Saturday, November 18, 2017

Book Review: ‘Trouble Boys: The True Story of The Replacements’ by Bob Mehr

Title:  Trouble Boys: The True Story of The Replacements (Official, Da Capo Press, Amazon, IndieBound, Goodreads)
Author:  Bob Mehr (Twitter, Instagram, Facebook)

 Trouble Boys: The True Story of The Replacements is nothing short of spectacular.  The book follows the life and times of the Minneapolis, MN punk, college, rock ‘n’ roll pioneers The Replacements, a story that has long needed telling but as much as this story needed to be told, it needed Bob Mehr to tell it.  Mehr, a professional music journalist who has worked for the likes of MOJO and Spin, dedicated nearly a decade of his life to writing and researching Trouble Boys and boy does it show.  The book painstakingly details the lives of Paul Westerberg, Bob and Tommy Stinson, and Chris Mars (The Replacements’ original lineup), their family history, what brought them into music and the band, and what happened to them afterwards.  But that’s not all.  The book also covers the life of Bob ‘Slim’ Dunlap and Steve Foley (the replacements in The Replacements) along with family members, significant others, managers, producers, and the unofficial fifth Replacement Peter Jesperson.  If these names mean nothing to you, then you’re probably unfamiliar with the band, their music, and their history and that’s okay.  The Replacements never had any mainstream success.  They were either too raw when the people wanted polished or too polished when the people wanted raw.  They were misfits, miscreants, and overall fuck ups to the nth degree, often sabotaging themselves and their potential success.  Besides, some things just aren’t meant for the masses.  They are either too good or too quirky or just in the wrong place at the wrong time.  The Replacements were all of those things and more. 

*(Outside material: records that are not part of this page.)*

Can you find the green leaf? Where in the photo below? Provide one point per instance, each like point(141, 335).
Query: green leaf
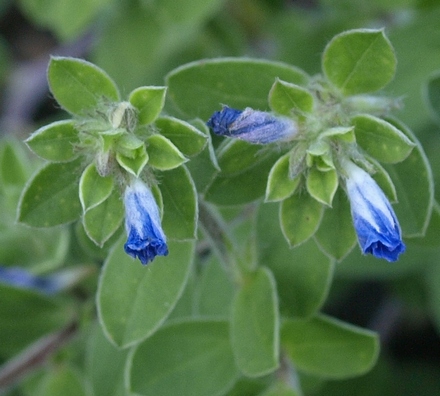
point(415, 188)
point(322, 185)
point(133, 300)
point(51, 197)
point(199, 88)
point(93, 188)
point(26, 316)
point(180, 204)
point(149, 102)
point(55, 142)
point(67, 18)
point(287, 98)
point(300, 216)
point(215, 290)
point(279, 183)
point(62, 380)
point(432, 94)
point(104, 365)
point(303, 274)
point(163, 154)
point(188, 139)
point(336, 235)
point(329, 348)
point(359, 61)
point(236, 156)
point(247, 186)
point(79, 86)
point(190, 359)
point(255, 325)
point(103, 220)
point(381, 139)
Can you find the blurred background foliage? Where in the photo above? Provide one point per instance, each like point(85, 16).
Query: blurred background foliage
point(138, 41)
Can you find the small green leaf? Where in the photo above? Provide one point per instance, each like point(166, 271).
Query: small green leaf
point(287, 98)
point(300, 216)
point(93, 188)
point(134, 300)
point(329, 348)
point(248, 185)
point(322, 185)
point(149, 102)
point(279, 184)
point(432, 94)
point(255, 325)
point(102, 221)
point(336, 235)
point(104, 365)
point(236, 156)
point(163, 154)
point(199, 88)
point(188, 139)
point(359, 61)
point(180, 204)
point(190, 359)
point(55, 142)
point(303, 274)
point(381, 139)
point(79, 86)
point(51, 197)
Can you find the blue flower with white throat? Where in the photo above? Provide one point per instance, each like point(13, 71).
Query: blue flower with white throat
point(146, 239)
point(375, 222)
point(254, 126)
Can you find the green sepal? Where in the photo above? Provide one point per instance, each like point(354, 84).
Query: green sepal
point(79, 86)
point(180, 204)
point(163, 154)
point(149, 102)
point(93, 188)
point(322, 185)
point(51, 196)
point(198, 88)
point(336, 236)
point(103, 220)
point(287, 99)
point(279, 183)
point(345, 134)
point(319, 155)
point(255, 324)
point(187, 138)
point(134, 165)
point(236, 156)
point(381, 140)
point(300, 216)
point(359, 61)
point(55, 142)
point(326, 347)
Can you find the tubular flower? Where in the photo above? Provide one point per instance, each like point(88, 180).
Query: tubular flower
point(374, 220)
point(146, 239)
point(251, 125)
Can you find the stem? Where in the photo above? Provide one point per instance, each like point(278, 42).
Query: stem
point(34, 356)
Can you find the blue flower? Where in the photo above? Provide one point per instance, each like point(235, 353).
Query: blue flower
point(374, 220)
point(251, 125)
point(146, 239)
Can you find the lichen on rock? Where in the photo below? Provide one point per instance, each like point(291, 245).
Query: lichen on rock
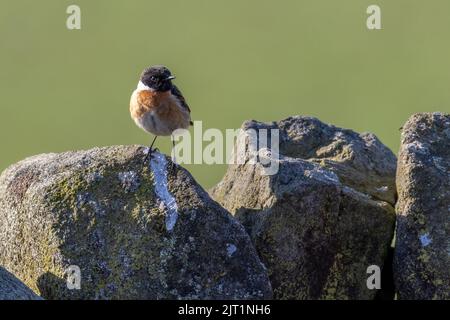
point(105, 212)
point(422, 253)
point(324, 217)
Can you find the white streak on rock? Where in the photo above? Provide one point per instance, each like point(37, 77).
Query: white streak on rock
point(158, 165)
point(425, 240)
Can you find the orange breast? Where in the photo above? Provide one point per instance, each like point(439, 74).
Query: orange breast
point(163, 104)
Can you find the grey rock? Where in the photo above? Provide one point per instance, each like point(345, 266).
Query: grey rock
point(135, 231)
point(422, 255)
point(324, 217)
point(12, 288)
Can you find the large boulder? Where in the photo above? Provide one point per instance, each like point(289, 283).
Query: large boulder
point(124, 229)
point(324, 217)
point(422, 253)
point(12, 288)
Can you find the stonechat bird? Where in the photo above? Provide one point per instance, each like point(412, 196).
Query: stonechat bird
point(157, 105)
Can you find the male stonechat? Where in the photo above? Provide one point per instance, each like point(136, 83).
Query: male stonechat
point(157, 105)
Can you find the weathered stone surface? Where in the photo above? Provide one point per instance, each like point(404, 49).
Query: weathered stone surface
point(12, 288)
point(324, 217)
point(422, 255)
point(135, 231)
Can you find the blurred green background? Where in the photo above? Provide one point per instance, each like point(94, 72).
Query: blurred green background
point(234, 60)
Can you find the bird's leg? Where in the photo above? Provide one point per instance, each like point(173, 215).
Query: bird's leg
point(150, 150)
point(174, 159)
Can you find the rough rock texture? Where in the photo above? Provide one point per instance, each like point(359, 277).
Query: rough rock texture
point(12, 288)
point(422, 255)
point(135, 231)
point(324, 217)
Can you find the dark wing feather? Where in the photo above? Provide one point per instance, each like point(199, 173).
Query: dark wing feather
point(177, 93)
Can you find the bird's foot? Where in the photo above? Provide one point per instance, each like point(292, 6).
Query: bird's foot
point(149, 154)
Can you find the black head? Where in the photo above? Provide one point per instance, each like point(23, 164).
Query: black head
point(158, 78)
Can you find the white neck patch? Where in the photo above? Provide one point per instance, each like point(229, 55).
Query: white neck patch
point(142, 86)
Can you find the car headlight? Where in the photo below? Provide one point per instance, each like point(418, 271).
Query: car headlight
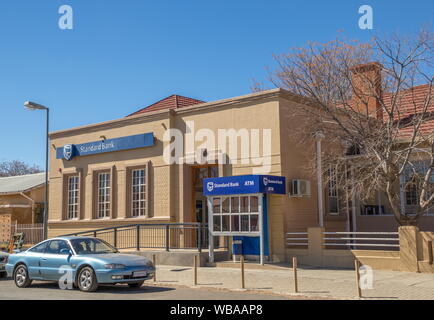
point(149, 263)
point(114, 266)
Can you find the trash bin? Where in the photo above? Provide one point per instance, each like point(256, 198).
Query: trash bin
point(237, 249)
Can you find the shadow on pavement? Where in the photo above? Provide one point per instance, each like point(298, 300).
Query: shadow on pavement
point(178, 270)
point(115, 289)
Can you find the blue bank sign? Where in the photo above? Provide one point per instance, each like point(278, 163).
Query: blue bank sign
point(70, 151)
point(244, 184)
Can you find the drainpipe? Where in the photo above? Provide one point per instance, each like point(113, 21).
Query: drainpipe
point(33, 205)
point(318, 137)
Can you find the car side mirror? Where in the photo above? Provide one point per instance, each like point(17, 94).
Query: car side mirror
point(65, 252)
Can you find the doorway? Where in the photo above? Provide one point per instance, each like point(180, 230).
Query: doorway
point(200, 206)
point(199, 201)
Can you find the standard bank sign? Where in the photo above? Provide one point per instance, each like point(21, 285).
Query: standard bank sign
point(70, 151)
point(244, 184)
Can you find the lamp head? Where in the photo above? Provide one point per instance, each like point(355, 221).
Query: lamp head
point(34, 106)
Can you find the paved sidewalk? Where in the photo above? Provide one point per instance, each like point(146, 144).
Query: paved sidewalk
point(312, 283)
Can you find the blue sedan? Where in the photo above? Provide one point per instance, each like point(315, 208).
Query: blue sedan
point(84, 262)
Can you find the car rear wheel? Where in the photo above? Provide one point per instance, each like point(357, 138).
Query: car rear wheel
point(21, 276)
point(87, 280)
point(136, 284)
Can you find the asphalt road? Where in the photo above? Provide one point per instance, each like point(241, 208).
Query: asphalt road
point(50, 291)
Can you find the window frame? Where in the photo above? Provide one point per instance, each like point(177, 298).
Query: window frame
point(107, 205)
point(76, 197)
point(129, 207)
point(230, 232)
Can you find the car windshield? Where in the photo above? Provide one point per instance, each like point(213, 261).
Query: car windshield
point(92, 246)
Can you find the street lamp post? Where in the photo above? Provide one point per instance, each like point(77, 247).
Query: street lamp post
point(35, 106)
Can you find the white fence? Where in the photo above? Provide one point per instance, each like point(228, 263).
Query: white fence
point(362, 240)
point(345, 240)
point(33, 233)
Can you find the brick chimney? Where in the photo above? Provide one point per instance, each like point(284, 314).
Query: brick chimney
point(366, 80)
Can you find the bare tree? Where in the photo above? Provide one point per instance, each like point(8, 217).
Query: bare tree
point(16, 168)
point(377, 117)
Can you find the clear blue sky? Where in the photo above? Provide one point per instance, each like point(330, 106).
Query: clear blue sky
point(124, 55)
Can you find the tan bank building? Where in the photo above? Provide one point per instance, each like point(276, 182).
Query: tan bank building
point(231, 164)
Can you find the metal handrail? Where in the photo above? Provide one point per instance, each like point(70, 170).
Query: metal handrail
point(362, 232)
point(132, 226)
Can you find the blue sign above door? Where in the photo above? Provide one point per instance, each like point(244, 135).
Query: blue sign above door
point(70, 151)
point(244, 184)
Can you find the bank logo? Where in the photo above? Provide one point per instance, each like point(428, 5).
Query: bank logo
point(210, 186)
point(67, 152)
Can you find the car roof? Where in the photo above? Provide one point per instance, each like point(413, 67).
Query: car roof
point(71, 238)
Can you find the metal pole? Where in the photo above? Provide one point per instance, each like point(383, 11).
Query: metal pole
point(115, 235)
point(167, 238)
point(138, 238)
point(261, 230)
point(294, 267)
point(154, 261)
point(199, 236)
point(318, 137)
point(45, 218)
point(357, 267)
point(210, 228)
point(195, 269)
point(242, 273)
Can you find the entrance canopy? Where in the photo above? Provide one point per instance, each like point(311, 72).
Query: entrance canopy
point(244, 184)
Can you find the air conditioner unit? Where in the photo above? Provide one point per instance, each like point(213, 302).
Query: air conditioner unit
point(300, 188)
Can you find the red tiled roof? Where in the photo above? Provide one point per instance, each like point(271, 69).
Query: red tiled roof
point(411, 102)
point(172, 102)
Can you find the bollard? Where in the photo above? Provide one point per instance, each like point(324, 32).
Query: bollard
point(195, 269)
point(357, 266)
point(242, 272)
point(154, 261)
point(294, 267)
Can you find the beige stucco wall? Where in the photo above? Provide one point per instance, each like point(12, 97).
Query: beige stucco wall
point(170, 184)
point(24, 214)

What makes Trouble Boys so incredibly good is its brutal honesty.  The Replacements were, and still are, a complicated group of individuals and this book does not shy away from that fact.  This band and their story is completely laid bare by Mehr, drunken warts and all, providing stunning clarity into what made them so incredibly special and why their music still touches people to this day.  This is the book by which all other rock biographies should be judged, is a must for fans of the band, and a must for students of the history of rock ‘n’ roll.